Bamboo shrimp have fans, amano are tinier and have dots I think. Bamboo is more solid in color, have fans, much bigger.
http://www.plantedtank.net/forums/s...ate-thread-pictures-videos-2.html#post1157651


----------



## TeamTeal (Mar 31, 2010)

bamboo shrimp will grow out to be pretty big


----------



## wakewalking (Jan 18, 2010)

Eden Marel said:


> Bamboo shrimp have fans, amano are tinier and have dots I think. Bamboo is more solid in color, have fans, much bigger.
> http://www.plantedtank.net/forums/s...ate-thread-pictures-videos-2.html#post1157651


thanks. I put the bamboo shrimp in to see if my tank would be alright for inverts, I'll hopefully end up with some tiger or orange shrimp. since the bamboos filter I assume they don't take down fish? Should I worry about my rummy nose tetras killing a tiger, orange, or even amano shrimp?

I have also been told you really shouldn't mix species?


----------



## mordalphus (Jun 23, 2010)

You should do some reading in this forum, there's a lot of good information available here.


----------



## wakewalking (Jan 18, 2010)

mordalphus said:


> You should do some reading in this forum, there's a lot of good information available here.


Appreciate the info.


----------



## Eden Marel (Jan 28, 2010)

You are pretty much safe to mix one neocardinia and one cardinia species together plus any other species that isn't a neocardinia or cardinia. If you mix two cardinia and/or two neocardinias, they will interbreed with their own respective species and you may come up with some weird looking kids.

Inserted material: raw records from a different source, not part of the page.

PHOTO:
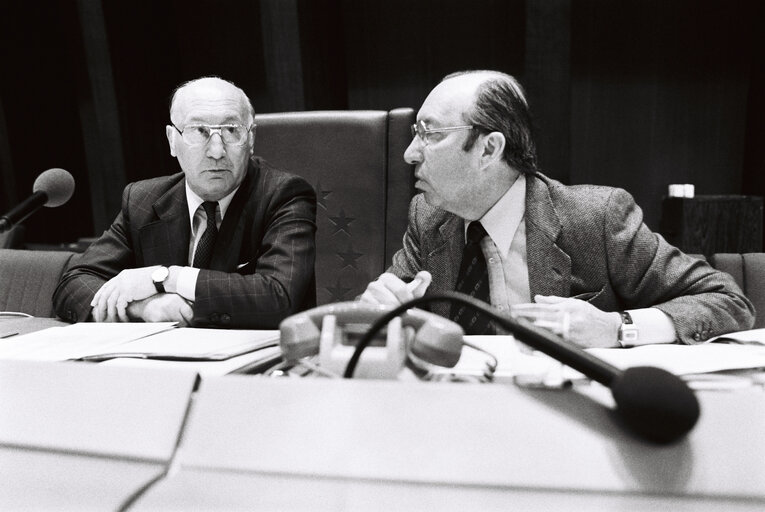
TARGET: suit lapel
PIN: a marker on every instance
(445, 260)
(549, 266)
(225, 255)
(166, 241)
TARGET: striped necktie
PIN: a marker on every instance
(473, 280)
(203, 254)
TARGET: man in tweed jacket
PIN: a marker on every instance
(260, 251)
(583, 250)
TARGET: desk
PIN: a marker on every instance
(349, 445)
(249, 442)
(80, 436)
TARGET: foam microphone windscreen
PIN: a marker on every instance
(655, 403)
(57, 184)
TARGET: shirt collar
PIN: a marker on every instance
(502, 219)
(194, 201)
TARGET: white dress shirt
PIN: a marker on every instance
(505, 253)
(187, 277)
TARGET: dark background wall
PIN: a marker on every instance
(635, 93)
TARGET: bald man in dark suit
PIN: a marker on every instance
(228, 242)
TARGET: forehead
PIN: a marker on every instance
(449, 100)
(210, 102)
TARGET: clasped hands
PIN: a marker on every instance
(131, 295)
(588, 325)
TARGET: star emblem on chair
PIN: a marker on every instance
(342, 223)
(349, 257)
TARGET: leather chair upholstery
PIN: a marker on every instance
(28, 279)
(355, 162)
(748, 270)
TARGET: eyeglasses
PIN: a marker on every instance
(199, 134)
(420, 130)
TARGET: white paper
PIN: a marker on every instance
(76, 340)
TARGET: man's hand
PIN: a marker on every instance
(588, 326)
(162, 307)
(111, 300)
(389, 290)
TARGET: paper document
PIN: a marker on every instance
(254, 361)
(76, 340)
(516, 359)
(686, 359)
(191, 344)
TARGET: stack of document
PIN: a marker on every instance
(161, 342)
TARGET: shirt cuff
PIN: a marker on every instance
(654, 326)
(187, 283)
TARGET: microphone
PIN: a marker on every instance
(652, 402)
(52, 188)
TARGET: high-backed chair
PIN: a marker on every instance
(28, 279)
(355, 162)
(13, 238)
(748, 270)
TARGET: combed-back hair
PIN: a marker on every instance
(501, 106)
(189, 82)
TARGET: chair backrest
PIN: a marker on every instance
(28, 279)
(355, 162)
(13, 238)
(748, 270)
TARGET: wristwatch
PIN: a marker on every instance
(628, 332)
(158, 277)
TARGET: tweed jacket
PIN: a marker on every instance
(587, 242)
(262, 267)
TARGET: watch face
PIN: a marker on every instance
(160, 274)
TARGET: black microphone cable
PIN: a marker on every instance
(652, 402)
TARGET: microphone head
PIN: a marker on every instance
(654, 403)
(57, 184)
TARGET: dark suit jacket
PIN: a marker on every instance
(262, 267)
(587, 242)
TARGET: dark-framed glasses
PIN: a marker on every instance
(420, 130)
(199, 134)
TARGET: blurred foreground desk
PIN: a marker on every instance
(317, 444)
(83, 437)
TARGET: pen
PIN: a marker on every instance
(417, 281)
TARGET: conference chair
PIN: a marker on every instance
(28, 279)
(355, 162)
(13, 238)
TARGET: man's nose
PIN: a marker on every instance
(413, 153)
(215, 147)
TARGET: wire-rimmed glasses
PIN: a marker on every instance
(199, 134)
(420, 130)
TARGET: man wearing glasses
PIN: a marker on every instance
(228, 242)
(487, 223)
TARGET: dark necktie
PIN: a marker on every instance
(205, 246)
(473, 280)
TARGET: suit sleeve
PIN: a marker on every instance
(406, 261)
(279, 271)
(648, 272)
(104, 259)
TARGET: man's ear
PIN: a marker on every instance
(170, 139)
(493, 148)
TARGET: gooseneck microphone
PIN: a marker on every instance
(654, 403)
(52, 188)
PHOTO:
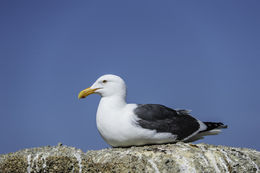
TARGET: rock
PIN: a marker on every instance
(179, 157)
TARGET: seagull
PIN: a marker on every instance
(122, 125)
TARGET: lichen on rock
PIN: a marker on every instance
(179, 157)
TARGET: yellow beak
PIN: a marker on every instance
(84, 93)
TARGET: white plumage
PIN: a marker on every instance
(122, 124)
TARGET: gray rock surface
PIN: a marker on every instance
(180, 157)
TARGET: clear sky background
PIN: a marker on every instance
(198, 55)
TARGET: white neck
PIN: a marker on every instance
(113, 102)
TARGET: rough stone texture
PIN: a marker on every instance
(180, 157)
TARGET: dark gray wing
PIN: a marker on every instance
(164, 119)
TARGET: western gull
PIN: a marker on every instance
(121, 124)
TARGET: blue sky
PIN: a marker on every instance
(198, 55)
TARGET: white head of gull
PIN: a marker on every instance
(121, 124)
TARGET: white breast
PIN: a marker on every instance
(117, 125)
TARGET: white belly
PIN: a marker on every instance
(118, 128)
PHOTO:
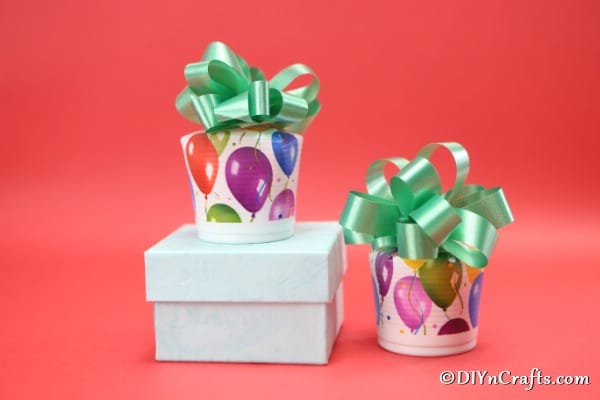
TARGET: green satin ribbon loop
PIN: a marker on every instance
(224, 92)
(412, 215)
(412, 242)
(415, 184)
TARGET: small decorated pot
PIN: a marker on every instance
(244, 183)
(430, 249)
(426, 307)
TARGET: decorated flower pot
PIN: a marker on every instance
(244, 183)
(426, 307)
(429, 251)
(243, 166)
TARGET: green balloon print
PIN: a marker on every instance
(219, 140)
(441, 279)
(222, 213)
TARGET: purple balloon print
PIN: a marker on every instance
(412, 303)
(285, 148)
(384, 269)
(456, 325)
(283, 206)
(475, 299)
(249, 177)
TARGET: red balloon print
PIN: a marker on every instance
(203, 161)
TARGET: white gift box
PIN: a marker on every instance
(277, 302)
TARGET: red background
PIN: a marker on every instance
(92, 175)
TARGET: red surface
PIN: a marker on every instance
(92, 175)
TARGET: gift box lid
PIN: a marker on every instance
(308, 267)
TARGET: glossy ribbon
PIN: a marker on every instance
(223, 92)
(412, 215)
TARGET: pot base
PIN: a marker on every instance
(246, 233)
(426, 351)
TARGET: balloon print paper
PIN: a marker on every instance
(426, 307)
(244, 183)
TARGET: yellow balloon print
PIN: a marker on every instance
(473, 272)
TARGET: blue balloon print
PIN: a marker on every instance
(475, 299)
(376, 298)
(285, 148)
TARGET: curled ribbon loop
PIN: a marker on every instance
(413, 216)
(223, 92)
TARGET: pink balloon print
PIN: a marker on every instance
(412, 303)
(283, 206)
(249, 177)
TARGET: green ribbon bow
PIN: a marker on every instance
(412, 215)
(223, 92)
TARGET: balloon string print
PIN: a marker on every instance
(203, 162)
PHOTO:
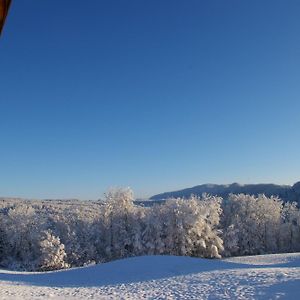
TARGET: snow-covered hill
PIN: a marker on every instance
(163, 277)
(285, 192)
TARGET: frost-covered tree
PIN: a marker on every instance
(251, 224)
(53, 253)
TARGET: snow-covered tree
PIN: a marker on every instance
(53, 253)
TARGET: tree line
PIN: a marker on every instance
(43, 237)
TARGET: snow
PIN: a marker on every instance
(275, 276)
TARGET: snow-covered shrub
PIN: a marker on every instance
(251, 225)
(190, 226)
(53, 253)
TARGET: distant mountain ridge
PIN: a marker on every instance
(285, 192)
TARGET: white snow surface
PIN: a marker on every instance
(275, 276)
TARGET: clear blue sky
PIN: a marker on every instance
(155, 95)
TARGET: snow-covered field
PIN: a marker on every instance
(274, 276)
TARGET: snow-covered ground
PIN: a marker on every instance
(163, 277)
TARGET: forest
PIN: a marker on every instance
(42, 236)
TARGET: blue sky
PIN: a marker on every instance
(155, 95)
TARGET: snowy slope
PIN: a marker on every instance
(163, 277)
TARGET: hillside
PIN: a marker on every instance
(285, 192)
(275, 276)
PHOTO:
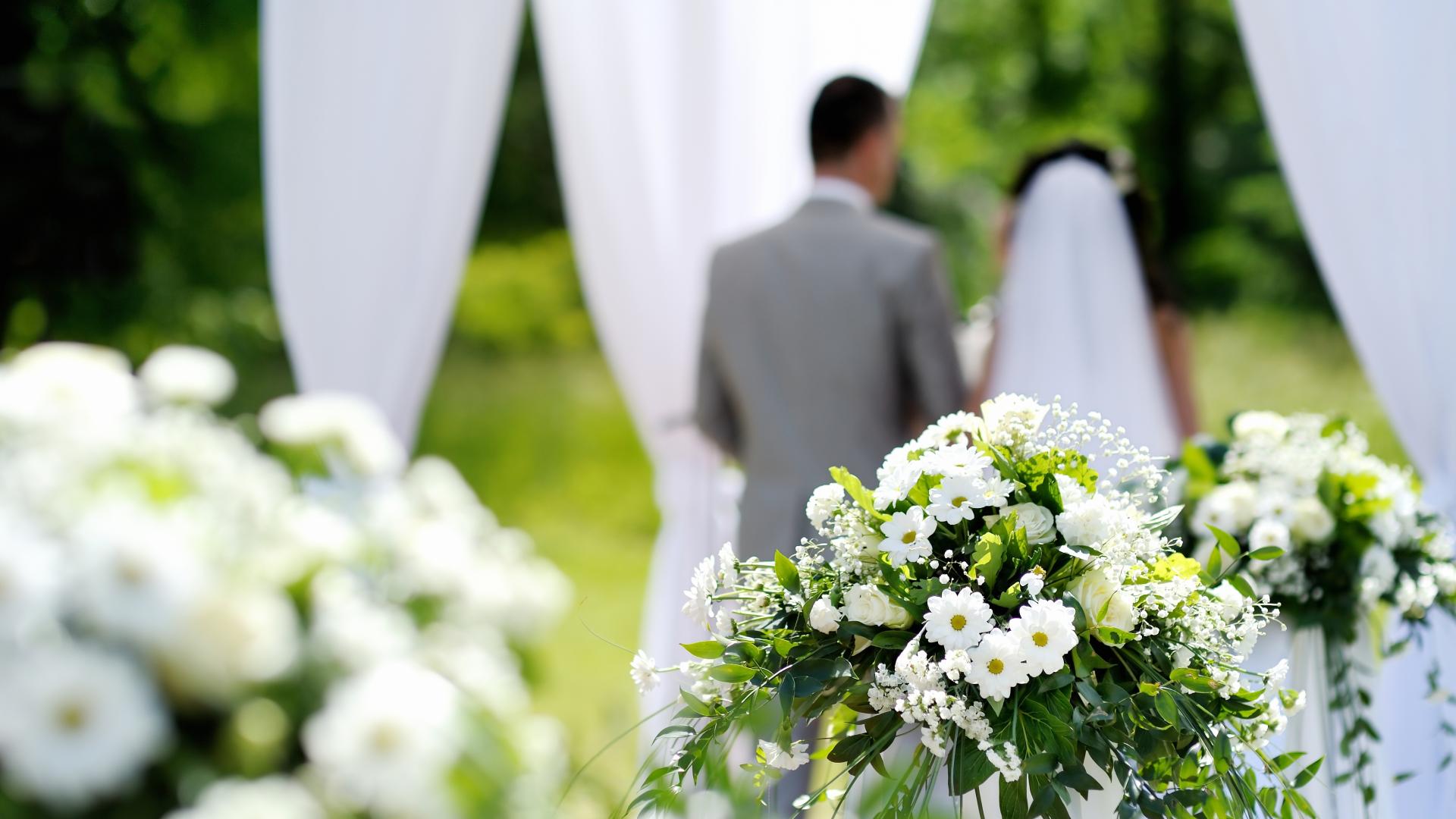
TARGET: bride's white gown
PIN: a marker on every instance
(1075, 316)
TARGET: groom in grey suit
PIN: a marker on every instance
(827, 335)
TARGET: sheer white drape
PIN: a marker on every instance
(1362, 102)
(379, 129)
(679, 126)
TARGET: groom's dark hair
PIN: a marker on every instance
(843, 112)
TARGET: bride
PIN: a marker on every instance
(1084, 314)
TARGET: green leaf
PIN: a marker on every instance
(855, 488)
(708, 649)
(1226, 541)
(1014, 799)
(892, 639)
(1310, 773)
(731, 673)
(970, 768)
(786, 573)
(1163, 519)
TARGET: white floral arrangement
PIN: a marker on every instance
(197, 630)
(1354, 537)
(1005, 596)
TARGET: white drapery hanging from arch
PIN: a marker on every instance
(381, 123)
(679, 126)
(1362, 102)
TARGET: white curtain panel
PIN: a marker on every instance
(679, 126)
(1362, 101)
(381, 123)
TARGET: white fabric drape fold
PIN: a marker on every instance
(381, 123)
(679, 126)
(1362, 102)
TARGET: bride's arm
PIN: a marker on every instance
(1177, 353)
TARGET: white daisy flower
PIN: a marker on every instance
(998, 665)
(1046, 634)
(777, 757)
(76, 725)
(908, 535)
(275, 798)
(954, 500)
(957, 620)
(386, 739)
(188, 375)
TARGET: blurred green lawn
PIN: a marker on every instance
(548, 444)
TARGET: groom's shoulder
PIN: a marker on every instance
(899, 229)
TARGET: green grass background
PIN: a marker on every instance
(548, 444)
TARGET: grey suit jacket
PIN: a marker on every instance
(823, 337)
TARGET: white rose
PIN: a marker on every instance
(1269, 534)
(867, 604)
(1310, 521)
(824, 617)
(897, 617)
(1095, 589)
(1037, 521)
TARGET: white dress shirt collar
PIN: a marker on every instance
(840, 190)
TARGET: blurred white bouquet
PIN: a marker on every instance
(193, 629)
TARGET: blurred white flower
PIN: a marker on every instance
(341, 423)
(232, 639)
(791, 760)
(76, 723)
(188, 375)
(644, 672)
(69, 385)
(30, 577)
(270, 798)
(386, 739)
(136, 575)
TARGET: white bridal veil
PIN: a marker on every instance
(1076, 319)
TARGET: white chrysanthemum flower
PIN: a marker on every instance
(996, 665)
(823, 503)
(894, 485)
(824, 617)
(1046, 632)
(644, 672)
(959, 461)
(1310, 521)
(956, 499)
(271, 798)
(908, 537)
(188, 375)
(30, 577)
(234, 639)
(354, 428)
(354, 630)
(386, 739)
(957, 620)
(66, 384)
(136, 575)
(76, 725)
(791, 760)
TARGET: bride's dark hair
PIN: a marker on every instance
(1120, 167)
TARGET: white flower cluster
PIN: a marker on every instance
(152, 558)
(1270, 496)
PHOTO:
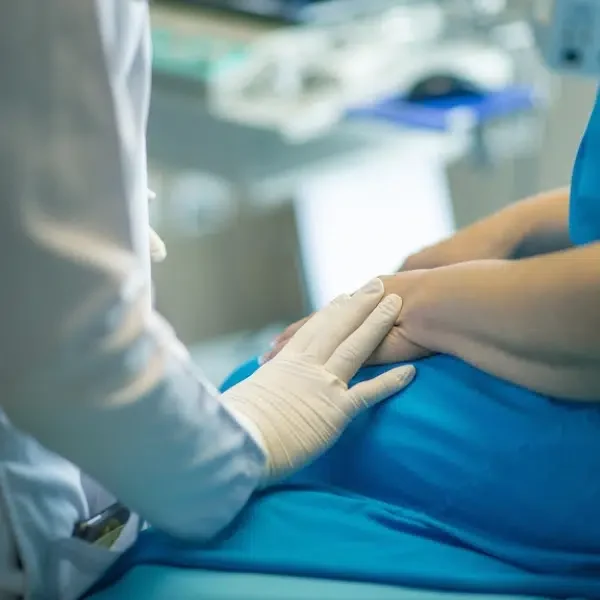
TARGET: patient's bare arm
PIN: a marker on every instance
(533, 226)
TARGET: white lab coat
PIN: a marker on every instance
(87, 368)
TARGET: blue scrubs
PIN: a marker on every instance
(463, 482)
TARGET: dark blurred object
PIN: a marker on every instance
(294, 11)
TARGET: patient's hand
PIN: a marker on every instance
(396, 347)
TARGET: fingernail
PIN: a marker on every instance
(375, 286)
(393, 300)
(406, 374)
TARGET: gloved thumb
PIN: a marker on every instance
(371, 392)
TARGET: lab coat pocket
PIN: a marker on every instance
(76, 564)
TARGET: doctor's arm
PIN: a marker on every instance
(535, 322)
(88, 368)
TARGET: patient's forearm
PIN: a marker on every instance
(534, 322)
(545, 223)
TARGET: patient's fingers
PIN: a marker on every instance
(281, 340)
(368, 393)
(326, 331)
(350, 356)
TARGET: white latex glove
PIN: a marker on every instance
(298, 404)
(158, 250)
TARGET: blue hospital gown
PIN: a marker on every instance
(462, 482)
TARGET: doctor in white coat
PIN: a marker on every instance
(91, 377)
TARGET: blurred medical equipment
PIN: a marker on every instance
(568, 34)
(302, 81)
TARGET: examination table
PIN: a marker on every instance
(413, 497)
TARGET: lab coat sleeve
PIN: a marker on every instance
(87, 367)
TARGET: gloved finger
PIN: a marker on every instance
(324, 333)
(396, 348)
(305, 334)
(290, 331)
(350, 356)
(158, 250)
(369, 393)
(281, 340)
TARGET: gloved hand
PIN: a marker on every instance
(298, 404)
(396, 347)
(158, 250)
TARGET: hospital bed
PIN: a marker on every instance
(163, 583)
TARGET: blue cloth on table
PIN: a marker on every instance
(462, 482)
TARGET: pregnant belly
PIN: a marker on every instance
(502, 466)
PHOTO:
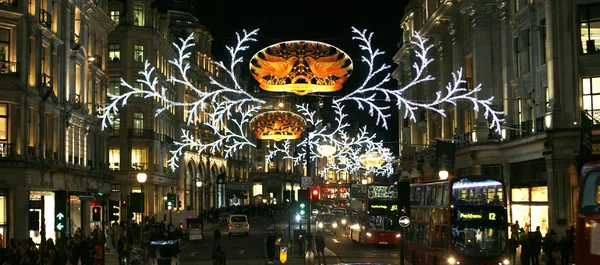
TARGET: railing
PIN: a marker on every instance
(142, 133)
(462, 140)
(7, 67)
(45, 80)
(139, 166)
(5, 150)
(595, 115)
(45, 18)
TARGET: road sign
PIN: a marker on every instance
(404, 221)
(306, 182)
(283, 254)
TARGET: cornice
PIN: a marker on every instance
(99, 15)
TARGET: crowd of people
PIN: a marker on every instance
(535, 248)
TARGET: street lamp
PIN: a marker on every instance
(142, 177)
(443, 174)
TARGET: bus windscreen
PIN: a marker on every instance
(478, 192)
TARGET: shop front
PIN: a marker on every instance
(529, 206)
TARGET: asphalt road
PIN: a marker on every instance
(249, 249)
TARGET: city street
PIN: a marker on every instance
(251, 249)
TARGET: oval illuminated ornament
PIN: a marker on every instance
(277, 125)
(301, 67)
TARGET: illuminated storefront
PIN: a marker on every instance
(48, 214)
(529, 206)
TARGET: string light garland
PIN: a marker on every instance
(230, 108)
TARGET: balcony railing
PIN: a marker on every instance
(45, 18)
(142, 133)
(5, 150)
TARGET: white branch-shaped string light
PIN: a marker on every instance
(229, 105)
(366, 94)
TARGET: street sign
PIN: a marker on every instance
(306, 182)
(404, 221)
(283, 254)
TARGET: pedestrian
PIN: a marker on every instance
(270, 247)
(513, 244)
(217, 237)
(565, 250)
(320, 246)
(218, 256)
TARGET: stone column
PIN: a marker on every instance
(482, 61)
(85, 216)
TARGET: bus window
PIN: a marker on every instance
(590, 192)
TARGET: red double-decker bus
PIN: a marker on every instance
(461, 220)
(587, 228)
(374, 214)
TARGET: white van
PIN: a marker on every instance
(238, 224)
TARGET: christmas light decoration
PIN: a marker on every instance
(301, 67)
(366, 94)
(230, 108)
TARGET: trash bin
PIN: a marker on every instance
(299, 238)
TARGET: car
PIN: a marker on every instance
(238, 224)
(327, 223)
(164, 252)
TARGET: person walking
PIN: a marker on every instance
(270, 246)
(513, 244)
(565, 250)
(320, 246)
(218, 256)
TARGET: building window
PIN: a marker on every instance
(517, 56)
(114, 85)
(544, 40)
(591, 94)
(115, 187)
(114, 52)
(4, 47)
(590, 28)
(138, 15)
(138, 122)
(138, 53)
(115, 15)
(114, 159)
(139, 159)
(3, 122)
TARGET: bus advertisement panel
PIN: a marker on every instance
(374, 214)
(458, 221)
(587, 227)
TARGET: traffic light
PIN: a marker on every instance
(314, 194)
(96, 214)
(113, 210)
(302, 210)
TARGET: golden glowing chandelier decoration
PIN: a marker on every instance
(277, 125)
(372, 160)
(301, 67)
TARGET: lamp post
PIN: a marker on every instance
(142, 177)
(199, 186)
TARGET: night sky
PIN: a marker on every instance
(324, 21)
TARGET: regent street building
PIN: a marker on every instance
(539, 61)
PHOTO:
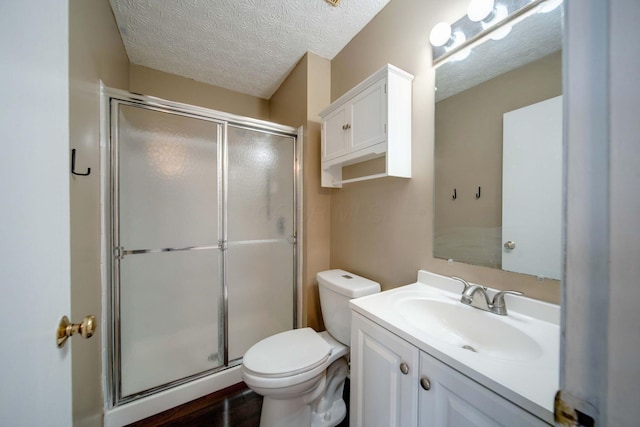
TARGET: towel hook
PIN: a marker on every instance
(73, 165)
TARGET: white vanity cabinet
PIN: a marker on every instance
(393, 383)
(371, 120)
(452, 399)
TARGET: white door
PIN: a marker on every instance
(532, 189)
(34, 214)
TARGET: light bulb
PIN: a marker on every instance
(549, 5)
(440, 34)
(480, 9)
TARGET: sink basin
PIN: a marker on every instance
(469, 328)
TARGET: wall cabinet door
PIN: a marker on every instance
(455, 400)
(368, 118)
(335, 135)
(384, 375)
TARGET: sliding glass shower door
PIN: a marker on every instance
(261, 237)
(168, 246)
(203, 242)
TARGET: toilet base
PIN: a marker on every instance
(332, 417)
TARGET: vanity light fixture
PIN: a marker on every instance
(485, 19)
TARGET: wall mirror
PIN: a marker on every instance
(498, 147)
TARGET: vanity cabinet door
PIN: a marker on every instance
(384, 374)
(454, 400)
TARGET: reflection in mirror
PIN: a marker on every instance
(498, 151)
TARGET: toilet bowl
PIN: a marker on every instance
(301, 372)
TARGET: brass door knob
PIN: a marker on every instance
(67, 329)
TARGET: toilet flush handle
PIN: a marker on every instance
(404, 368)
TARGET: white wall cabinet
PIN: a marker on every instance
(371, 120)
(393, 383)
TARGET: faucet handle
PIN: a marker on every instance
(464, 282)
(498, 304)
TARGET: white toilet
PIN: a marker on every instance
(301, 372)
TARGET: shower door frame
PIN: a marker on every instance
(110, 100)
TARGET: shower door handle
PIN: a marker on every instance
(66, 329)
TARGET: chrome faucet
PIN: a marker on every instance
(476, 296)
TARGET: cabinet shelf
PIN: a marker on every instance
(371, 120)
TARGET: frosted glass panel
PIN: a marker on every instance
(169, 317)
(260, 289)
(168, 179)
(260, 185)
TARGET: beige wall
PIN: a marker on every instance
(152, 82)
(382, 228)
(95, 53)
(297, 102)
(468, 154)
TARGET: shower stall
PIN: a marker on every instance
(201, 243)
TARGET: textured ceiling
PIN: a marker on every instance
(249, 46)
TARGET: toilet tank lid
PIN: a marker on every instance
(347, 284)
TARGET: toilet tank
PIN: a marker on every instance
(336, 288)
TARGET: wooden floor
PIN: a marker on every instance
(235, 406)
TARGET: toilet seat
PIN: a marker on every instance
(287, 354)
(286, 359)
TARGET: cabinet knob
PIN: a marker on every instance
(404, 368)
(425, 383)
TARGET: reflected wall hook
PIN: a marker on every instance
(73, 165)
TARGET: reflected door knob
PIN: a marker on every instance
(66, 329)
(425, 383)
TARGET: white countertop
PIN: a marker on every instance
(530, 384)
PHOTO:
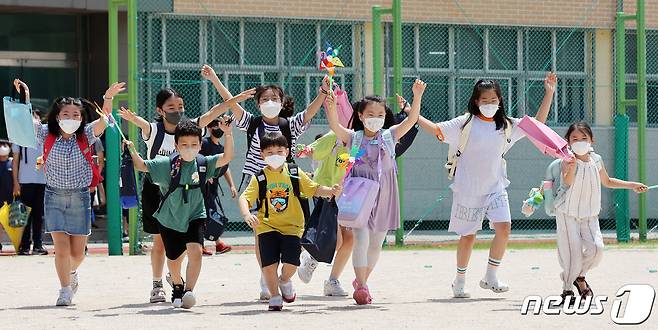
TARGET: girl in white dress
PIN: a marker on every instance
(579, 239)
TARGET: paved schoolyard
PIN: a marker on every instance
(411, 289)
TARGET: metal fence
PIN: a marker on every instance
(248, 52)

http://www.theshrimptank.com/articles/compatibilitychart.html


----------



## wakewalking (Jan 18, 2010)

Eden Marel said:


> You are pretty much safe to mix one neocardinia and one cardinia species together plus any other species that isn't a neocardinia or cardinia. If you mix two cardinia and/or two neocardinias, they will interbreed with their own respective species and you may come up with some weird looking kids.
> 
> http://www.theshrimptank.com/articles/compatibilitychart.html


thanks for the chart, yeah I really just wanted some deep colored yellows with a few amanos and probably take out the bamboo. I don't want any weird looking shrimp like you said and definitely nothing too difficult. The pictures of the yellows at alphaprobreeders look sick. Are there any sellers you like?


----------